Methods of Reinforcement Learning (RL) for deep neural networks, also called Deep Reinforcement Learning, have recently obtained ground-breaking results at solving complex problems. Deep RL has been shown interesting to automatically learn heuristic algorithms to solve some classical NP-hard problems on graphs (such as the traveling salesman problem or the min covering set problem). The goal of the PFE is to investigate how to tackle classic yet more sophisticated network problems that require constraint satisfaction, which current Deep RL techniques cannot incorporate. The new constraint satisfaction technique for RL proposed in ICML 2017 will be incorporated into the existing code of Deep RL for our network problem. The so-learned heuristics will be compared with classical heuristics.

PFE proposal

Advisors: Lucile Sassatelli and Ramon Aparicio-Pardo Emails : {first.last}@unice.fr

Laboratory: I3S, SigNet group (2000, route des Lucioles – Sophia Antipolis)

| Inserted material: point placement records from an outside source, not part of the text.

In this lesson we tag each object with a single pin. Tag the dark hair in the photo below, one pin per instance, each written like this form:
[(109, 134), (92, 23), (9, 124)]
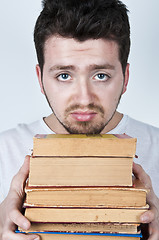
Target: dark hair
[(82, 20)]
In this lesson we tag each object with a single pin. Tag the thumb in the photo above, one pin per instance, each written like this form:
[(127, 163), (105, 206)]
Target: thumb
[(19, 180)]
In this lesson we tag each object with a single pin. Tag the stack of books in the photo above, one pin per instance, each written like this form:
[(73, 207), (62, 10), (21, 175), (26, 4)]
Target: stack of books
[(81, 187)]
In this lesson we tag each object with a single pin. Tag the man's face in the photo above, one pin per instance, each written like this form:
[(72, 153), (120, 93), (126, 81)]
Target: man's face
[(83, 82)]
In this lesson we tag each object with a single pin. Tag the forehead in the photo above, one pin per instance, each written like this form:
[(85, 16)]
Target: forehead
[(57, 48)]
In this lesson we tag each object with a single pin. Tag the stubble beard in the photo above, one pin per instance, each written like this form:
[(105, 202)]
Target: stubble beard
[(84, 127)]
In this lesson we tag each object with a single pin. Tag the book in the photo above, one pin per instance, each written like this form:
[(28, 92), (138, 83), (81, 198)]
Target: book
[(84, 227), (80, 171), (116, 197), (86, 236), (116, 145), (84, 215)]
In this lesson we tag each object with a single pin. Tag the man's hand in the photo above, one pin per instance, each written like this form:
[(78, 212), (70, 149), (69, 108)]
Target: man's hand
[(10, 209), (151, 217)]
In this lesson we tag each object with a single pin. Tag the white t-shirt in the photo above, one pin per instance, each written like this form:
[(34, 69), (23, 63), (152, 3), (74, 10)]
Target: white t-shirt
[(16, 143)]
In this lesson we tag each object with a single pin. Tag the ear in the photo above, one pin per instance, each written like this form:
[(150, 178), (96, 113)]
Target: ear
[(126, 78), (38, 73)]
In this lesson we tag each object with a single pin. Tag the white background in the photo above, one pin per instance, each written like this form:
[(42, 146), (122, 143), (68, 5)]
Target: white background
[(20, 96)]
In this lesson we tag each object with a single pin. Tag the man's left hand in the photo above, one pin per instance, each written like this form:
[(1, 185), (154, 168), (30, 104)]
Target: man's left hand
[(151, 217)]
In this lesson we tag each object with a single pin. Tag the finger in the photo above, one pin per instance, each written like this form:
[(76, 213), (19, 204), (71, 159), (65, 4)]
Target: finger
[(142, 175), (19, 236), (18, 219), (154, 236), (148, 216)]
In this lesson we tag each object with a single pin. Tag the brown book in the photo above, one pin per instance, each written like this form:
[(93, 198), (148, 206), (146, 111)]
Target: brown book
[(81, 215), (116, 145), (47, 236), (114, 197), (80, 171), (84, 227)]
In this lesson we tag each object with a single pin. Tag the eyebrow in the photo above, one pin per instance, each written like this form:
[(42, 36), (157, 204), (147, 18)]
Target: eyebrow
[(90, 67)]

Title: Deep Reinforcement Learning for Solving Network Optimization Problems

Description:

In the last couple of years, methods of Reinforcement Learning (RL) for deep neural networks, also called Deep Reinforcement Learning, have obtained ground-breaking results at solving highly complex tasks, such as beating AlphaGo world champion or achieving state of the art results at video games (Atari, Doom). One of the reference Deep RL technique has been A3C [1].

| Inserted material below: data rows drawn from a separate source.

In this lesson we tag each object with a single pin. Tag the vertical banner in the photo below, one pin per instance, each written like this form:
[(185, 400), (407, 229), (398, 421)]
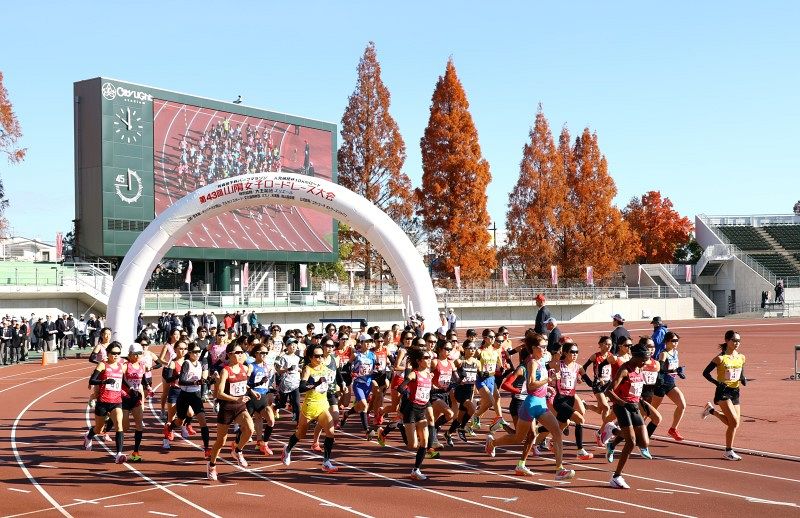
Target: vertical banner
[(304, 276), (59, 246)]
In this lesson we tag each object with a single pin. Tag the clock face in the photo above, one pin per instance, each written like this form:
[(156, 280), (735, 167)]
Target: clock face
[(128, 125)]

In mathematical optimization, difficult problems are NP-hard problems, which are combinatorial problems for which solutions cannot be found in polynomial time. These types of problems have important practical applications, such as infrastructure placement and flow routing, be it in road transportation networks or in communication networks. In the current Internet and future networks such as 5G, difficult problems arise when, for example, we try to smartly route the video flows and choose the processing locations where they will be transformed, in order to maximize users’ perceived video quality and/or minimize energy consumption [7]. Such NP-hard problems are usually tackled with heuristic methods providing only approximated solutions.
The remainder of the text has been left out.